Wizard-Vicuna-7B-Uncensored-GGML
Property | Value |
---|---|
Base Model Size | 7B parameters |
License | Other |
Author | TheBloke |
Quantization Options | 2-bit to 8-bit |
What is Wizard-Vicuna-7B-Uncensored-GGML?
Wizard-Vicuna-7B-Uncensored-GGML is a specialized conversion of Eric Hartford's Wizard Vicuna model into GGML format, designed for efficient CPU and GPU inference. This model is unique as it removes alignment and moralizing constraints from the training data, allowing for more flexible deployment with custom alignment approaches.
Implementation Details
The model is available in multiple quantization levels ranging from 2-bit to 8-bit, offering different tradeoffs between model size, RAM usage, and inference quality.
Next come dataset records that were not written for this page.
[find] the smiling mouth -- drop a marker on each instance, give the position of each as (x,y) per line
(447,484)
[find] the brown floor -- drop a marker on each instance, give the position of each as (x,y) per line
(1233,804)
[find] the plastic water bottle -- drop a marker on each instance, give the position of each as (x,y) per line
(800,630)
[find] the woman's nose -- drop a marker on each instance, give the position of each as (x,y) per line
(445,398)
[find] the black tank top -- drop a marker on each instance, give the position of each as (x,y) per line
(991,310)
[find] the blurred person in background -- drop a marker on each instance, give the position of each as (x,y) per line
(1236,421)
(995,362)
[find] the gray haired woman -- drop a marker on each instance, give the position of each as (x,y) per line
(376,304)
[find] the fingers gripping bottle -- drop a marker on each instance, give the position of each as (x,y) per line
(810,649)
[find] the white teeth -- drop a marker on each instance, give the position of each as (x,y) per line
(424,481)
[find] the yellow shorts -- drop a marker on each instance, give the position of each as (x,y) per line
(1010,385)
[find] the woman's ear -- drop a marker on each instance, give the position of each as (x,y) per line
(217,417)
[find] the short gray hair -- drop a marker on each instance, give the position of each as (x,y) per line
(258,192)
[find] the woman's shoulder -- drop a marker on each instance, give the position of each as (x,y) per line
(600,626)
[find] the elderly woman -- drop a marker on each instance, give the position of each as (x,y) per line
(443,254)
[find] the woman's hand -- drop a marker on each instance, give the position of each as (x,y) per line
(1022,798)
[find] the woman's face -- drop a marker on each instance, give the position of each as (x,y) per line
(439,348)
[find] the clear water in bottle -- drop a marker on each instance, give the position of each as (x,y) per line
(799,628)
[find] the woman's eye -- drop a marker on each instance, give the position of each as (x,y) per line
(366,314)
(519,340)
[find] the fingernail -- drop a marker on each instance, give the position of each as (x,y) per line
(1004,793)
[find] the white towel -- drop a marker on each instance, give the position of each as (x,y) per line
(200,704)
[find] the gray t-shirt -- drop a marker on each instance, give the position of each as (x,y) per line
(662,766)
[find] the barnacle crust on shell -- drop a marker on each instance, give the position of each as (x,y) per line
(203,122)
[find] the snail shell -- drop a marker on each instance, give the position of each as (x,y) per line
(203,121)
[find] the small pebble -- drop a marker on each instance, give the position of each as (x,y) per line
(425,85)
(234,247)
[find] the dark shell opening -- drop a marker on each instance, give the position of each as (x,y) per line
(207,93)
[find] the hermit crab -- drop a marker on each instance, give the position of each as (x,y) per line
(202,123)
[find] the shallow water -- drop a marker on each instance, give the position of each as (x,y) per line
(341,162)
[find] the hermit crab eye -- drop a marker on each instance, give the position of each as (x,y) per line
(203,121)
It supports various frameworks including llama.cpp, text-generation-webui, KoboldCpp, and others.
- Multiple quantization options (q2_K through q8_0)
- RAM requirements ranging from 5.30GB to 9.66GB
- Optimized for both CPU and GPU inference
- Compatible with major inference frameworks
Core Capabilities
- Efficient text generation with controllable parameters
- Flexible deployment options across different hardware configurations
- Support for context window of 2048 tokens
- Custom prompt template support
Frequently Asked Questions
Q: What makes this model unique?
This model stands out for its uncensored nature and variety of quantization options, allowing users to choose the optimal balance between model size and performance for their specific use case.
Q: What are the recommended use cases?
The model is ideal for applications requiring unrestricted text generation with custom alignment approaches, particularly in resource-constrained environments where efficient CPU/GPU inference is necessary.